Even with a winter that barely was, Utah ski resorts managed to come within range of their usual plateau of 4 million skier visits.

Officially, the number released Tuesday by Ski Utah was 3,946,762. That was 4.9 percent below the previous winter, when the snow wasn't plentiful either but still better than this season.

Viewed negatively, it was the second-worst season of the past decade, trailing only the also-drier-than-usual winter of 2011-12.

Viewed positively, it was still the ninth-busiest season in the history of Utah's ski industry — the Top 10 consisting entirely of years from the past decade — and just 2.2 percent below the five-year average.

As president of the ski industry's marketing organization, Ski Utah's Nathan Rafferty offered a generally positive assessment of what he acknowledged to be a challenging winter.

"Considering Mother Nature, we're pretty pleased," Rafferty said, citing a National Weather Service statistic that put snowfall statewide at 41 percent of average.

"From talking to resorts, I'm hearing positive things.

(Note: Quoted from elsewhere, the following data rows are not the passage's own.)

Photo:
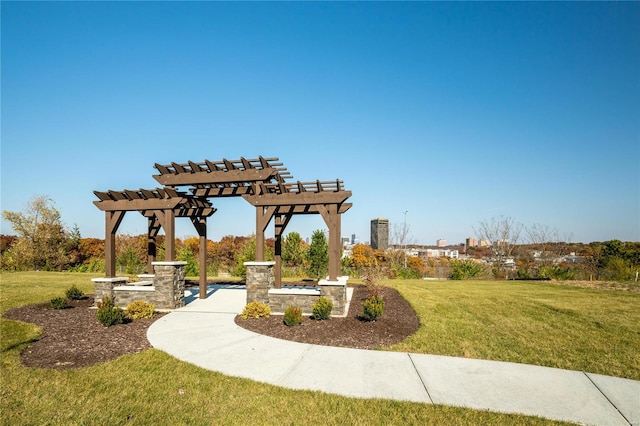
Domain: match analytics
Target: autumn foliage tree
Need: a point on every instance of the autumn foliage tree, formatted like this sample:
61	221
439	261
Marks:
43	241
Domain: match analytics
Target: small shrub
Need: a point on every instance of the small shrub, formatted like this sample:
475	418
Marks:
372	308
292	316
321	310
139	309
74	293
59	303
109	314
256	310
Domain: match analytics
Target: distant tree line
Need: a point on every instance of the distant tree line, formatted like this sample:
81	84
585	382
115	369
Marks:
44	242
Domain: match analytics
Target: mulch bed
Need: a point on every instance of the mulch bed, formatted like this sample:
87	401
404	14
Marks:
73	338
398	322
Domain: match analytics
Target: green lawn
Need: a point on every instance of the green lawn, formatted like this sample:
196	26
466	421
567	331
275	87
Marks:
592	330
154	388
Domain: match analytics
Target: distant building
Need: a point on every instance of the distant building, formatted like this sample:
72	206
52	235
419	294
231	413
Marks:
379	234
451	254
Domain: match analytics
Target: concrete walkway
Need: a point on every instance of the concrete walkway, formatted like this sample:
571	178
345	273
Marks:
204	333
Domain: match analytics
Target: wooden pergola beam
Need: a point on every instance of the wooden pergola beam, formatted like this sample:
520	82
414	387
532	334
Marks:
298	199
139	204
202	177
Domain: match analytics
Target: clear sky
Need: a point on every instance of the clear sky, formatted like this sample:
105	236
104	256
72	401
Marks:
454	112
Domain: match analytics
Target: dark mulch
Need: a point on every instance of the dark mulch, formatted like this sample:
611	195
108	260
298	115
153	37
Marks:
398	322
73	338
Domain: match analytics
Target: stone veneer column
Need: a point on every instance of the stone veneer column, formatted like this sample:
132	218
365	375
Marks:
168	282
260	279
104	287
336	291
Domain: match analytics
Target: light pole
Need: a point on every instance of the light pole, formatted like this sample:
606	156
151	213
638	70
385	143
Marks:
404	238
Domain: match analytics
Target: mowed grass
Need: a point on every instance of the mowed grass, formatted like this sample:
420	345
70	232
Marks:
592	330
155	388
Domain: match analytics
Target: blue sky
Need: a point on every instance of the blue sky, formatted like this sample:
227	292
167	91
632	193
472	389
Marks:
454	112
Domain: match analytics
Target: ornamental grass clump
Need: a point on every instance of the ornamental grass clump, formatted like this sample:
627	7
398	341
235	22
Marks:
256	310
109	314
321	310
373	306
139	309
292	316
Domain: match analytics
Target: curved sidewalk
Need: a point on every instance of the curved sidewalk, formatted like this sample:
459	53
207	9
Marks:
204	333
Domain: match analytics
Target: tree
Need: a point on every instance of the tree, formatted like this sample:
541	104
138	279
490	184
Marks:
293	250
503	234
318	255
42	238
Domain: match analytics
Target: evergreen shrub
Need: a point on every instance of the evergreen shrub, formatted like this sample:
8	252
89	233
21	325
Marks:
74	293
139	309
59	303
256	310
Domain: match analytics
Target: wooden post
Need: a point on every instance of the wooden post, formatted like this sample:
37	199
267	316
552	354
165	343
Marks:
152	248
263	217
200	223
281	222
113	219
332	219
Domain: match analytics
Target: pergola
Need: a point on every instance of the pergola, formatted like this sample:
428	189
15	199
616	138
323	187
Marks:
263	182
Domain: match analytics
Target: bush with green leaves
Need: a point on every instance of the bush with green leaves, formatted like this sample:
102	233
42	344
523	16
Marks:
59	303
109	314
74	293
372	308
292	316
465	269
256	310
321	310
139	309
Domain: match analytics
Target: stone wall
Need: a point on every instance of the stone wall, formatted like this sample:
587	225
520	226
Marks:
166	291
260	288
260	279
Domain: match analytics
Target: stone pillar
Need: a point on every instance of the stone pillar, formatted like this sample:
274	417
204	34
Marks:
104	287
169	284
260	279
336	291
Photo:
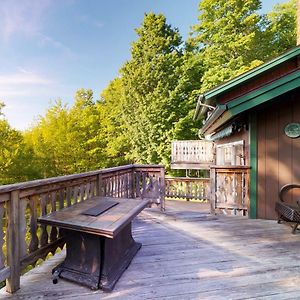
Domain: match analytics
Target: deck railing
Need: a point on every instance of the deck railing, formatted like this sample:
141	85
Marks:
230	189
23	241
198	154
187	188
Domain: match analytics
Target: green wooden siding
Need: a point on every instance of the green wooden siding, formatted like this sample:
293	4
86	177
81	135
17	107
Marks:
253	165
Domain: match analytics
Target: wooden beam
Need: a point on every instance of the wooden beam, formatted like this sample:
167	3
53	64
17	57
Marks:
253	164
13	243
298	22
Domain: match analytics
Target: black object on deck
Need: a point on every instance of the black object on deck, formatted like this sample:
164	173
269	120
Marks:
100	208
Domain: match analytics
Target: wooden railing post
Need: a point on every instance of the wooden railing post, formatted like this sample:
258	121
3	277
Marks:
13	243
213	190
99	185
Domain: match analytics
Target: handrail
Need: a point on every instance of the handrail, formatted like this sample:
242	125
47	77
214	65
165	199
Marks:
35	183
187	188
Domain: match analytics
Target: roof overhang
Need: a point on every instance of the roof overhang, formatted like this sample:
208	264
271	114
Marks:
226	112
210	96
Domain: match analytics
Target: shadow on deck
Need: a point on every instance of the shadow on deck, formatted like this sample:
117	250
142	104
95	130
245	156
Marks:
189	254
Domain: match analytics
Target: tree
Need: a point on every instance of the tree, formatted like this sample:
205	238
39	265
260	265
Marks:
226	37
110	106
156	92
17	162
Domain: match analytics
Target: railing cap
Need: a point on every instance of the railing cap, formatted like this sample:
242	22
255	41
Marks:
35	183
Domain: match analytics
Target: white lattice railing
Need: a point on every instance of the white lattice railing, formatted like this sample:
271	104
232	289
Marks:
193	152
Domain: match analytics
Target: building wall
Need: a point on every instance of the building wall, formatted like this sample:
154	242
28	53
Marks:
239	136
278	156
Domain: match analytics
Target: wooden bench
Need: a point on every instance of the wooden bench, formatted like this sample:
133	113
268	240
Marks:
288	212
99	247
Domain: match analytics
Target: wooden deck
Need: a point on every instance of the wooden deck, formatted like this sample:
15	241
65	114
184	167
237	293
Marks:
189	254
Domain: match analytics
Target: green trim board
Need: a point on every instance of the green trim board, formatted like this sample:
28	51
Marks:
253	73
253	165
251	100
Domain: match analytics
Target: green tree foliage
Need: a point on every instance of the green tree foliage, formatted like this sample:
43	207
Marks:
279	32
152	102
67	140
110	106
156	90
17	162
226	38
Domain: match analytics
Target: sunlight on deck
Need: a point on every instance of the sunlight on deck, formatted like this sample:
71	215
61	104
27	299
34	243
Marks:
189	254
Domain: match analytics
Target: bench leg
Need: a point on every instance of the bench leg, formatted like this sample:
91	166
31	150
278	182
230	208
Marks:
295	228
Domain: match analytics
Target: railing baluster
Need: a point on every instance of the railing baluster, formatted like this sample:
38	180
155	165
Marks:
2	225
13	243
44	233
23	244
34	241
53	232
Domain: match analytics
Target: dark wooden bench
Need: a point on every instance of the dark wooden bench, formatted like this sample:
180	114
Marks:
288	212
99	246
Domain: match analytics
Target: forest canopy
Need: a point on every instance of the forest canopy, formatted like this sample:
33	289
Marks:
152	100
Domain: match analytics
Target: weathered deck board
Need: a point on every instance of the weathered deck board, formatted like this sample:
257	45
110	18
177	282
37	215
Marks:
189	256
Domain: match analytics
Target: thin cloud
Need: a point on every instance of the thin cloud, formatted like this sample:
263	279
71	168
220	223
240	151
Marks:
21	16
22	78
45	40
90	21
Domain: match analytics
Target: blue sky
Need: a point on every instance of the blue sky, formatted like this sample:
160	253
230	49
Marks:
50	49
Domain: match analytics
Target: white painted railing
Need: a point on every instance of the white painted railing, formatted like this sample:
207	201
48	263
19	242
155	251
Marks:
198	153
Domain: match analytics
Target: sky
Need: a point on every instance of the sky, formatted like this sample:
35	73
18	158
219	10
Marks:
49	49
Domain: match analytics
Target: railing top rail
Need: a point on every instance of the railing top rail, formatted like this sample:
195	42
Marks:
192	141
52	180
229	167
186	178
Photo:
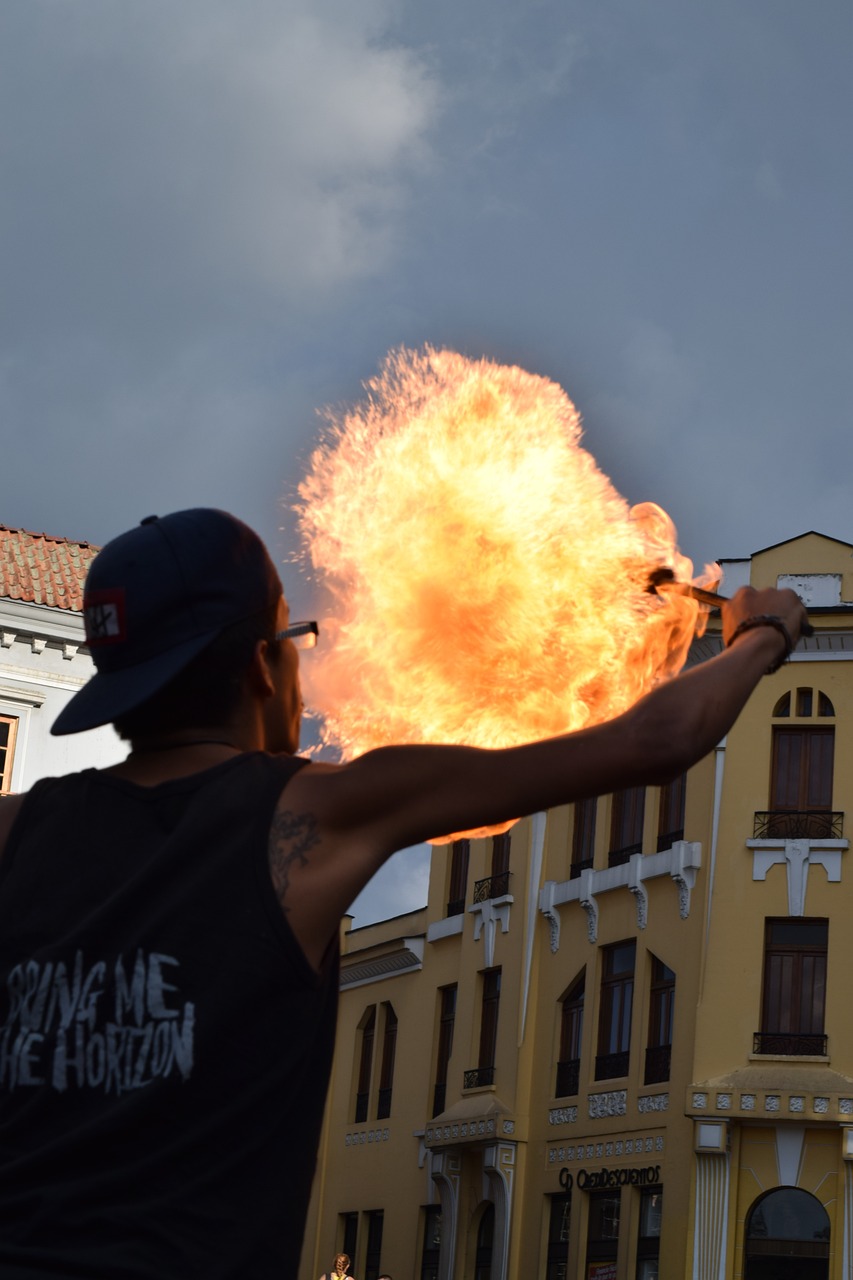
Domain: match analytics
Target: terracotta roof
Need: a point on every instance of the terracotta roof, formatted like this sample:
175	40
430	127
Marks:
44	570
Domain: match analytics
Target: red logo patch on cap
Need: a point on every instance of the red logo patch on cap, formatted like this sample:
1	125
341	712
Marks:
104	616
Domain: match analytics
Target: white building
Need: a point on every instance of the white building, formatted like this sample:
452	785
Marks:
44	659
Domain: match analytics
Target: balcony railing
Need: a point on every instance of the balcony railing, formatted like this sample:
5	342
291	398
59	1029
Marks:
611	1065
657	1064
789	1043
798	824
667	839
568	1078
619	856
478	1077
493	886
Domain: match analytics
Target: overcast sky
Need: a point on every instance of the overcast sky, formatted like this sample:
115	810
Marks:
218	215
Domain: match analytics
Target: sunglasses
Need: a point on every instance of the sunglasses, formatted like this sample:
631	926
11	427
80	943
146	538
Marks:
302	634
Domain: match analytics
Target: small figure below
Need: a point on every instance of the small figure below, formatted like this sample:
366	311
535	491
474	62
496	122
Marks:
340	1270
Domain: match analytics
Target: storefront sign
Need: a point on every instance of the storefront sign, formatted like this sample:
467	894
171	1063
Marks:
601	1271
606	1179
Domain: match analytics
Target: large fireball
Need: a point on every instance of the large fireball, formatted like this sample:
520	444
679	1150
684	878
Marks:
487	583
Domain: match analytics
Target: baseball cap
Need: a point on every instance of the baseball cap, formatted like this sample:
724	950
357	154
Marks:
155	597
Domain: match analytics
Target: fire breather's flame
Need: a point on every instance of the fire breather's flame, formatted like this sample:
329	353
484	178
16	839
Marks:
488	585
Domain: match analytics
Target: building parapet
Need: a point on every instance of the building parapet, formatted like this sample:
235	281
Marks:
680	863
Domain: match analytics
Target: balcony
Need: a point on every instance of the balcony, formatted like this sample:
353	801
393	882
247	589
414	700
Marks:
478	1078
493	886
568	1078
667	839
657	1064
798	824
610	1066
789	1045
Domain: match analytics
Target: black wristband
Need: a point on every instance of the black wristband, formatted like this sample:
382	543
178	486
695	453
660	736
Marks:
766	620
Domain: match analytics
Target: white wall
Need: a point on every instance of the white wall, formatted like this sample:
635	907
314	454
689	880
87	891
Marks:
41	667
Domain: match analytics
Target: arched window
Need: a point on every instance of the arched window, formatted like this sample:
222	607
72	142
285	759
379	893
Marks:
460	854
626	819
788	1235
484	1238
801	775
366	1028
661	1008
571	1025
387	1069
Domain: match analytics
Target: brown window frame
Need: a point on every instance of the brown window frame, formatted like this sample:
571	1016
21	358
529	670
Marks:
8	735
794	978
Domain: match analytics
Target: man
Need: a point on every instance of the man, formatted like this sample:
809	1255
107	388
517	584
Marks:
168	926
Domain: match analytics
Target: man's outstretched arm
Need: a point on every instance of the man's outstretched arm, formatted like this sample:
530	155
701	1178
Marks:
360	813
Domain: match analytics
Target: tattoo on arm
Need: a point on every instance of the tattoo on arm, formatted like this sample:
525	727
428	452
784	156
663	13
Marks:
291	836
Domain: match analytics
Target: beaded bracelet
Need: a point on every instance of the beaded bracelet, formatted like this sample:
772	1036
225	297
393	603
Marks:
766	620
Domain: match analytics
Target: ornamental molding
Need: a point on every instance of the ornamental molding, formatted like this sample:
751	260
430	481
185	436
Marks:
797	856
366	1137
487	917
680	863
612	1148
607	1104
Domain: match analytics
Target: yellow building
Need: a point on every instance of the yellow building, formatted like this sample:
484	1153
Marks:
616	1043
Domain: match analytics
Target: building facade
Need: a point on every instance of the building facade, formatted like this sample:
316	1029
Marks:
615	1043
42	658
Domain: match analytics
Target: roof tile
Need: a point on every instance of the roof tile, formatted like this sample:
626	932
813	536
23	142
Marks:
44	570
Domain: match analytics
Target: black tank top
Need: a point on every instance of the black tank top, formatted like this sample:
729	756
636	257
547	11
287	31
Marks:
164	1043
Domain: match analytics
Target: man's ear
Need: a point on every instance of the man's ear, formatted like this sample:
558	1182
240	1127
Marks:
260	677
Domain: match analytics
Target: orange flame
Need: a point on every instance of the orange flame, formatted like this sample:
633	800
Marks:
488	585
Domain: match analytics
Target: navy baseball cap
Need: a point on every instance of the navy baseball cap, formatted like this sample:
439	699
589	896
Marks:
155	597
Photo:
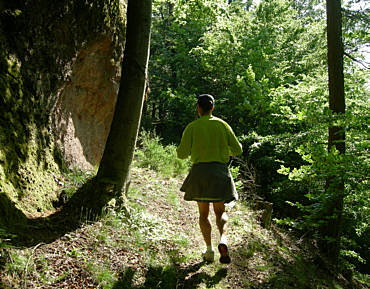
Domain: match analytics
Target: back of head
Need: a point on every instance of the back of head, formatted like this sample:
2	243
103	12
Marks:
206	102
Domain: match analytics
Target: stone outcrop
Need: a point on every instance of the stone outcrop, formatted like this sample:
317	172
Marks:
85	105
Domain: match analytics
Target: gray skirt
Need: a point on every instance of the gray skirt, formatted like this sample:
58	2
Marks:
209	182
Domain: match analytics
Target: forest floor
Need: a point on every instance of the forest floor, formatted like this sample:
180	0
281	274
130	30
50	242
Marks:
157	244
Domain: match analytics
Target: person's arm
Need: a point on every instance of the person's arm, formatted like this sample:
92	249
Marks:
184	148
235	146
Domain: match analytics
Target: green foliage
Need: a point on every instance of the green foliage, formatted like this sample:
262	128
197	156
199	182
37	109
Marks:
266	65
163	159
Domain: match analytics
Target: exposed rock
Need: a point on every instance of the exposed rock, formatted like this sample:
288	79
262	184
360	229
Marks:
85	105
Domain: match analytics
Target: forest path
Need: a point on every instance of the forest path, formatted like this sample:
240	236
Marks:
158	244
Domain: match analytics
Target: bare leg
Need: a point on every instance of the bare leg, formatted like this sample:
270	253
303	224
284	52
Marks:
221	218
205	225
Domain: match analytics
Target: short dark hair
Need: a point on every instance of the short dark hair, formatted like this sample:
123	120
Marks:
206	102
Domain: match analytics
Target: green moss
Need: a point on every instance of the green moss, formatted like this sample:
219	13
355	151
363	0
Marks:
38	42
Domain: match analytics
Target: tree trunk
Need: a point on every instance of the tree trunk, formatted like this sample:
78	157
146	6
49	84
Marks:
118	153
335	184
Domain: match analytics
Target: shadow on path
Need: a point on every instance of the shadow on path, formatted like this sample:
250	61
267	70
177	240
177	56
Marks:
173	276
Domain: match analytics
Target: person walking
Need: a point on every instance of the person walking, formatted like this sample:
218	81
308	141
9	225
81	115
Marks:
210	142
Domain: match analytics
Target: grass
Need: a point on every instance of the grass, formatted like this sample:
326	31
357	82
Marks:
157	244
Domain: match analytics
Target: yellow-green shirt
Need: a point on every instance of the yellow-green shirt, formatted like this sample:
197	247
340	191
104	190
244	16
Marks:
208	139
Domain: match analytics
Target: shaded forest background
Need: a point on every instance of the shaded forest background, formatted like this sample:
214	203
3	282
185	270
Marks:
265	64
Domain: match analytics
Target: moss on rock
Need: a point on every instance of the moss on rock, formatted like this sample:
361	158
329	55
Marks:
39	41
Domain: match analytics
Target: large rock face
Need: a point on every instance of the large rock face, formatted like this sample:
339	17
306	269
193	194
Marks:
85	106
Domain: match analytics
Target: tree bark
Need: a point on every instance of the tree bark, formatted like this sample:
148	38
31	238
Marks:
335	184
118	153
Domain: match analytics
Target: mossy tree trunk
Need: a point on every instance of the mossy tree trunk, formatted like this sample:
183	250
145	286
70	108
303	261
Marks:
113	173
334	184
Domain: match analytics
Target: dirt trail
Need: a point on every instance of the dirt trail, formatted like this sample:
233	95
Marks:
159	246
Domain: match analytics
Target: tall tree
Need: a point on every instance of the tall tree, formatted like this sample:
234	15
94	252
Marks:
335	184
118	153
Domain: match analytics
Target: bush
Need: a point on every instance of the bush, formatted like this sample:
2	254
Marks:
151	154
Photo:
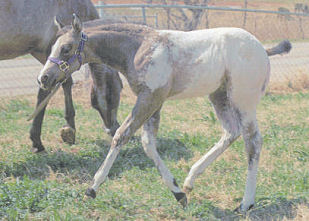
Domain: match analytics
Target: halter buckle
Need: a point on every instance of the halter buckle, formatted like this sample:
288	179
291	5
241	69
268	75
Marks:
84	37
64	66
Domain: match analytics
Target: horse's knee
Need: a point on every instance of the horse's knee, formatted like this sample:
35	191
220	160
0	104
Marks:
94	99
253	143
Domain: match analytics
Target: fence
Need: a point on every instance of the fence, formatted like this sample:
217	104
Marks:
289	72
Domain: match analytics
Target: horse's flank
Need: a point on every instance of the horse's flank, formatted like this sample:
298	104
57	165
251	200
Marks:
190	63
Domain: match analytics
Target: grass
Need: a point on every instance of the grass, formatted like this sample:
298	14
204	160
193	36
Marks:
51	186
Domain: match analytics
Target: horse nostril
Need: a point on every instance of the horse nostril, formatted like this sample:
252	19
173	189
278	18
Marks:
44	79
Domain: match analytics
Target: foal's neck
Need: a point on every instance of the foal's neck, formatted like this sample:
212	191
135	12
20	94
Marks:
117	44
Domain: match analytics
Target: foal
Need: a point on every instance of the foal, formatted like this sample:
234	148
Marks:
228	64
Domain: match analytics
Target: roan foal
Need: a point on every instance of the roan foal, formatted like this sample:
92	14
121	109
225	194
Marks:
228	64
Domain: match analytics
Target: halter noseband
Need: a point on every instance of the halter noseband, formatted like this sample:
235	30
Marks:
65	65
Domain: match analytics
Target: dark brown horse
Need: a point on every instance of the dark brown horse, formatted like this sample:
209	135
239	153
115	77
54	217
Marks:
28	27
228	64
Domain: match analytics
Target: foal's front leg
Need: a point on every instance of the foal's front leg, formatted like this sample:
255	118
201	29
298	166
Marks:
149	134
36	127
147	103
68	131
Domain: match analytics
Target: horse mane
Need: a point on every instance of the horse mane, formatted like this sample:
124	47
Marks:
118	25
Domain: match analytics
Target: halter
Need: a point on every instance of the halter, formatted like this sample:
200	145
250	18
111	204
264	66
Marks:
65	65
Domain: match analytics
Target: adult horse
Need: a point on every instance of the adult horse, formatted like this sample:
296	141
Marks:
28	27
228	64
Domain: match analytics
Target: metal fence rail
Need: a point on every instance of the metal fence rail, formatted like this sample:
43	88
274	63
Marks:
288	72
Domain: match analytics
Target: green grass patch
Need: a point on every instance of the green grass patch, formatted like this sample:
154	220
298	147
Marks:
51	186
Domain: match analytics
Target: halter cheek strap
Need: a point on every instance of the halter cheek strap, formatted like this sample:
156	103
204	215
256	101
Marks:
65	65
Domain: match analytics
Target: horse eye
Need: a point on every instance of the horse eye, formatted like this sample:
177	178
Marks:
66	49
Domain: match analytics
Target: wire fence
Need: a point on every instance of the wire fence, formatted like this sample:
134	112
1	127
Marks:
289	72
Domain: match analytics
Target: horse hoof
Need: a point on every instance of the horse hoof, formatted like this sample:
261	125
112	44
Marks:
181	198
187	189
240	209
68	134
39	149
91	193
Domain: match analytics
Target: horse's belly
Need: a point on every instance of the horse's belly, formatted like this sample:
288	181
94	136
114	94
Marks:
197	82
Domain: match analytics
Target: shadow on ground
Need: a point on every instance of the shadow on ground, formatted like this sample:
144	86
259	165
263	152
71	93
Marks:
83	164
265	210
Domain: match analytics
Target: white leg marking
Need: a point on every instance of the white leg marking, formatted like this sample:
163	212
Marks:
102	173
149	144
200	166
253	142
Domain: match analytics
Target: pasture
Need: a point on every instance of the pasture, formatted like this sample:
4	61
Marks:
51	186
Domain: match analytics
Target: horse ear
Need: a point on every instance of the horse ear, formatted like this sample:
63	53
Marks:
58	23
77	24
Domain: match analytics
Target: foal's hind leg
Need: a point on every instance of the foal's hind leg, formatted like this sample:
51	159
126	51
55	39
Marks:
149	134
253	142
230	121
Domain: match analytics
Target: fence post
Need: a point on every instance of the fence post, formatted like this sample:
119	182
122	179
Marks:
101	9
156	18
144	15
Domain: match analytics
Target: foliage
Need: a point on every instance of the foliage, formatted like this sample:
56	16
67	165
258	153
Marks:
51	186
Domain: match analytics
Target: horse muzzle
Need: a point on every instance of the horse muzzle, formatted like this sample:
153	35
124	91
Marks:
46	81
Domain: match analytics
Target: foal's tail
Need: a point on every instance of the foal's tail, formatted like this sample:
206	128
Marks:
283	47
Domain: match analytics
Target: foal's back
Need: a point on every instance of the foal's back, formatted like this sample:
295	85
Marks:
198	62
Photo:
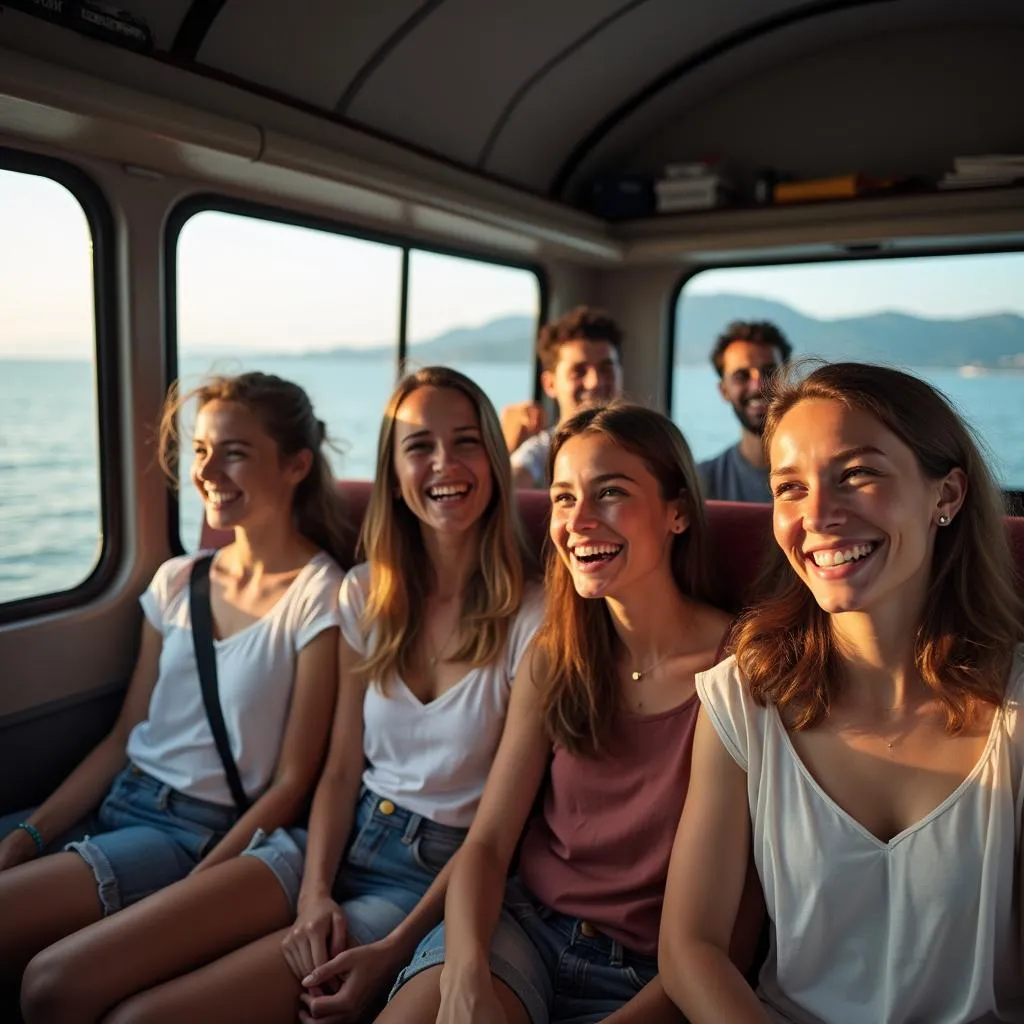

People had money to spend. The resorts created great skiing conditions for what they had to work with," he added. "This year, people's ski vacation was skiing — and some other things."

Rafferty's observations coincided with the findings of DestiMetrics, a Denver company that tracks visitation to Western destination resorts. Its survey indicated ski areas took in record revenues despite skier days being off about 5 percent.

The weather did come through for Utah in one respect, Rafferty noted.

"What snow we got came early," he said, with the snowpack on Jan. 1 being 100 to 130 percent of normal. And even if the clouds disappeared after that, the snow stuck around for the most part.

Powder-spoiled local skiers and snowboarders may have turned up their noses at the hardpack and stayed home. But destination visitors came nonetheless.

"A lot of our visitors like skiing on groomed slopes under blue skies with 45-degree temperatures," Rafferty said, betting that Utah also attracted some ski refugees from the terribly dry conditions all along the West Coast and too much snow and cold in the Northeast.

Being the optimist, Ski Utah's CEO noted that the last time Utah had a winter anywhere near this snow stingy (1976-77), skier visits fell 53 percent because resorts didn't have the snowmaking capacity to make up for some of what nature failed to deliver.

"If we're just 5 percent down in visits with only 41 percent of our usual snowfall, think what our skier visits would have been like if we had even average snow," Rafferty ruminated. "We're poised to have a good winter if Mother Nature cooperates with us even just a little bit."